2025Case Studies

Enterprise ETL Modernization & IoT

Business Impact

Reduced sync latency by 90% and stabilized ingestion across 64 biometric devices.

PythonPandasPyZK (IoT)MySQLSystemd

The Context

Before modernization, every department (HR, Finance, Academic) maintained its own individual PHP scripts to sync student and attendance data.

These scripts:

  • Ran separately with no shared logic
  • Updated records row-by-row
  • Used inefficient patterns like SELECT ... LIMIT 1
  • Frequently timed out
  • Produced inconsistent results across systems

Biometric attendance from 64 machines also lacked monitoring. When a device disconnected, teams only discovered it during payroll crunch time—creating last-minute panic and manual corrections.

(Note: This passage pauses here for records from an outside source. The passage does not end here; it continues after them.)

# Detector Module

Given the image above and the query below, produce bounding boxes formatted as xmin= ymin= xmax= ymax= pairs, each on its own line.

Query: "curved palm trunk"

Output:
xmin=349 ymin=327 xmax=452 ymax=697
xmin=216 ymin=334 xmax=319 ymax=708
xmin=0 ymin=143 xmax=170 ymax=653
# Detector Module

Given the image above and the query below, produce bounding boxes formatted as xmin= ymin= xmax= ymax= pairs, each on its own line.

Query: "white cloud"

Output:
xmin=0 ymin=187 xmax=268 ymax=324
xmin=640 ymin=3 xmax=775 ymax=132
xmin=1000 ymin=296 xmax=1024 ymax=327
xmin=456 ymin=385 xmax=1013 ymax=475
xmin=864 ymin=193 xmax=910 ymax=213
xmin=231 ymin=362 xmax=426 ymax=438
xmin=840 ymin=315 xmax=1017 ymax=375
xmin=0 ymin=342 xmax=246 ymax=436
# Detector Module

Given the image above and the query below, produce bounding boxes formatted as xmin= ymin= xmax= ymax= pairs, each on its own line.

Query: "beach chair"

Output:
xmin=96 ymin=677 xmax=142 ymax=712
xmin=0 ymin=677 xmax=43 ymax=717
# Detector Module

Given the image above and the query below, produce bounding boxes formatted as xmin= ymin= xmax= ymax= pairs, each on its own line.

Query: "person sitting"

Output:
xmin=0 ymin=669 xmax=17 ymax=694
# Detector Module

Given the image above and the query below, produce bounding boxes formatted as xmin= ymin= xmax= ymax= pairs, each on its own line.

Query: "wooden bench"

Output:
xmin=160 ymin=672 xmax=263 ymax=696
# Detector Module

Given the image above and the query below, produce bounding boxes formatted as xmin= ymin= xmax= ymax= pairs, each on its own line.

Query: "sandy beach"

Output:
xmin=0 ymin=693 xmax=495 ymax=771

The system was slow, fragile, and difficult to scale.


The Solution

I rebuilt the entire flow as a centralized Python ETL pipeline, replacing all department-specific scripts and standardizing how data moves across the organization.

1. Centralized Data Pipeline

All PHP scripts were consolidated into a single ETL service:

  • Unified extraction rules
  • Consistent transformation logic
  • Centralized MySQL schema for student + attendance data
  • Proper logging and observability

This eliminated conflicting updates and created a single source of truth.

2. IoT Ingestion for 64 Biometric Devices

Using pyzk, I redesigned the biometric ingestion engine:

  • Concurrent polling instead of sequential
  • Retry + backoff for unstable machines
  • Per-device logging for daily visibility
  • Automatic connection pooling

Result: Sync time reduced from hours to minutes.

3. Fixing the "N+1 Update" Pattern

The old system updated one row at a time.
I replaced this with a batch-oriented ETL using Python + Pandas:

  • Extract: Pull raw logs from devices
  • Transform: Clean, deduplicate, and apply payroll rules in memory
  • Load: Bulk insert using executemany with transaction safety

This removed the N+1 bottleneck and improved stability.

4. Twice-Daily Device Health Notifications

To eliminate last-minute payroll panic, I implemented automated health reports:

  • Sent every morning and afternoon
  • Show which devices are online, slow, or disconnected
  • Notifies Support, Network, and Payroll teams
  • Issues get fixed before payroll day instead of during crisis mode

This solved one of the organization’s biggest pain points.


The Result

The organization shifted from manual firefighting to a reliable, automated, and monitored system.

  • Consistent data across all departments
  • Predictable ETL runs via Systemd timers
  • Visibility into machine health
  • Dramatically faster sync (90%+ faster)
  • No more “rush hour panic” during payroll cycles

While the ETL is significantly faster now, the new architecture provides a strong foundation for future optimization and scaling.